One Thing Sheryl Crow Wishes She’d Known Before Her Breast Cancer Diagnosis

February 11, 2020

In February 2006, Sheryl Crow was diagnosed with stage one breast cancer during a routine mammogram. At just 44 years old, she eventually underwent a lumpectomy (or removal of cancerous tissue) of both breasts and received radiation therapy.

Now 57, Crow says her ductal carcinoma in situ (DCIS) diagnosis taught her a lot and even shaped the way she approaches self-care today – especially putting her own health first and finding a community that advocates for that.

“The lessons that come with your diagnosis, it’s almost always the same for the women who share their lessons with me,” Crow tells Health – taking care of yourself should be a priority.” Women are overachievers,” says Crow.” We’re working and doing a thousand [other] things at the same time as taking care of those around us.”
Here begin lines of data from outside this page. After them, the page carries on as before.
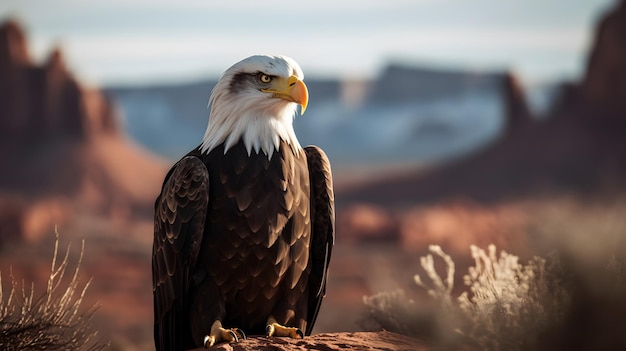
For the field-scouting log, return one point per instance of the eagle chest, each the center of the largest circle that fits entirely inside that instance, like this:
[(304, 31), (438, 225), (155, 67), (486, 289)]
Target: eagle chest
[(258, 225)]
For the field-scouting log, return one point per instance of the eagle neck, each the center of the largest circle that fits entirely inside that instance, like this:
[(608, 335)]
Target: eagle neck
[(260, 130)]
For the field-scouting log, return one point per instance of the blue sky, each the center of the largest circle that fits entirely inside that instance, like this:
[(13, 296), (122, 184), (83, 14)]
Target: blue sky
[(136, 42)]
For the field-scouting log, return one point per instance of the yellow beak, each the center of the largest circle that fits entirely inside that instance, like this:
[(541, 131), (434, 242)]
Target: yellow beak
[(291, 89)]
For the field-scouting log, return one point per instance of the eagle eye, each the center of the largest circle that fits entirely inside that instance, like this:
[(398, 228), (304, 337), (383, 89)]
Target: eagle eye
[(264, 78)]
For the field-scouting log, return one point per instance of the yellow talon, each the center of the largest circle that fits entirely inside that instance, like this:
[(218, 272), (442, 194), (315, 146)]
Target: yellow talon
[(273, 328), (219, 334)]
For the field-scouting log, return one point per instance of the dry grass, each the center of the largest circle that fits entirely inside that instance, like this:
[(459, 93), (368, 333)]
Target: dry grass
[(506, 305), (52, 320)]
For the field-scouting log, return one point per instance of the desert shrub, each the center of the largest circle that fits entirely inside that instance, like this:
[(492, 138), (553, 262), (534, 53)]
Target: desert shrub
[(508, 305), (52, 320)]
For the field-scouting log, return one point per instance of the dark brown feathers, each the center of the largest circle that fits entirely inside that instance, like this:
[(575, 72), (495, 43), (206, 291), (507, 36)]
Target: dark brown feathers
[(239, 238)]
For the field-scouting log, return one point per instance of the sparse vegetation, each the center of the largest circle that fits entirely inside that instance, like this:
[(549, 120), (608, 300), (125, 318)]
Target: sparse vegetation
[(53, 320), (506, 305)]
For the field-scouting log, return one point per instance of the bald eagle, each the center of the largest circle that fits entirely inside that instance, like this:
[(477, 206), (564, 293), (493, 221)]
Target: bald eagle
[(244, 224)]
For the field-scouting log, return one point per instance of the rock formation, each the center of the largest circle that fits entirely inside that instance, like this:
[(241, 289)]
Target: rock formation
[(60, 141), (380, 341), (604, 86), (45, 101)]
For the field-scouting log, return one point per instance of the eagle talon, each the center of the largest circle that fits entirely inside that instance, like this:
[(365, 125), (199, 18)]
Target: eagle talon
[(234, 335), (241, 335), (275, 329)]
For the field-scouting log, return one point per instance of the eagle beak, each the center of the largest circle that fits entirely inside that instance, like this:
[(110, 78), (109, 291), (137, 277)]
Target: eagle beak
[(292, 89)]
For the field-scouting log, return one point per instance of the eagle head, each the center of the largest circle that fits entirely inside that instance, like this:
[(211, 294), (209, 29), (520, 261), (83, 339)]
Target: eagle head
[(255, 102)]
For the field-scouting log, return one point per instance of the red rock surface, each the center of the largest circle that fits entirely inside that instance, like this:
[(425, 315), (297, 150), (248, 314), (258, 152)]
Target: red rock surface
[(61, 145), (375, 341)]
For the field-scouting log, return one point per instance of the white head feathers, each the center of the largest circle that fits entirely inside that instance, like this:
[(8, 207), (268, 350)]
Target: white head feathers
[(241, 111)]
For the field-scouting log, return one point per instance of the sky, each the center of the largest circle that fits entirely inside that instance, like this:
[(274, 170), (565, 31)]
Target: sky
[(112, 42)]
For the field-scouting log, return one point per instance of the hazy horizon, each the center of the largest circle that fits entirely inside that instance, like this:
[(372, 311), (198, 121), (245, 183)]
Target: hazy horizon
[(118, 42)]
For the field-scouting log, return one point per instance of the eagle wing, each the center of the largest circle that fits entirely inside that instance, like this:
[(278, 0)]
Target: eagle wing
[(322, 228), (179, 217)]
Because of this, Crow says women who have gone through a breast cancer diagnosis, or are currently battling breast cancer, must learn “how to put on your own oxygen mask before you put on someone else’s.” For Crow, it’s hard.” I’m a caregiver, and that’s my challenge: to use my voice to explain what I need and what I don’t need – and to say no and listen to my body.”

Fortunately, Crosby found a community of women who shared her struggles to help her learn those lessons and push her forward.” Once you’re diagnosed, you find a whole community of women who will find each other and share their stories anywhere from Starbucks to airports to hotel lobbies,” says Crow.

Now in remission for more than a decade, Crow is currently working with Genius 3D Mammography and is still practicing the self-care methods she learned after she was first diagnosed with breast cancer – specifically meditation.” Our brains are so overactive, it’s programmed to judge everything – your own performance, everyone around us,” she says. That’s what meditation did for her.” It definitely helps stop the constant overload of brain stimulation that’s constantly telling us where we’re falling short, where we’re failing.” She adds that meditation helps us maintain patience and compassion for others.Crosby also believes that cutting back on dairy, going (mostly) gluten-free, and exercising with a rowing machine has helped her stay healthy.

In addition to sharing her self-care tips, Crow also offers advice for women who may not always be able to keep up with their annual mammograms.” Statistics show that one in eight women will be diagnosed in their lifetime” she says.” I was one of those women who had no family history and was super healthy, and I ended up being one in eight.”

While Crow understands that cancellations and rescheduling appointments do happen – mostly with the excuse of “I’m too busy” – she says there’s really no excuse for not making health a priority sooner.” I say that to women who want to postpone.” It could be the difference between having a minimal treatment or having chemotherapy or worse than that – it’s a fatal risk.”

As for women who have recently been diagnosed with breast cancer or who have gotten another type of devastating news, Crosby has a message for them as well.” Don’t stop breathing,” she adds, “There are a thousand ways to be traumatized in life – from losing a job to a spouse running away, [to] a death in the family.” That’s why she says paying attention to your breathing is so essential.” The only way to keep your body …. . is to remember to breathe.”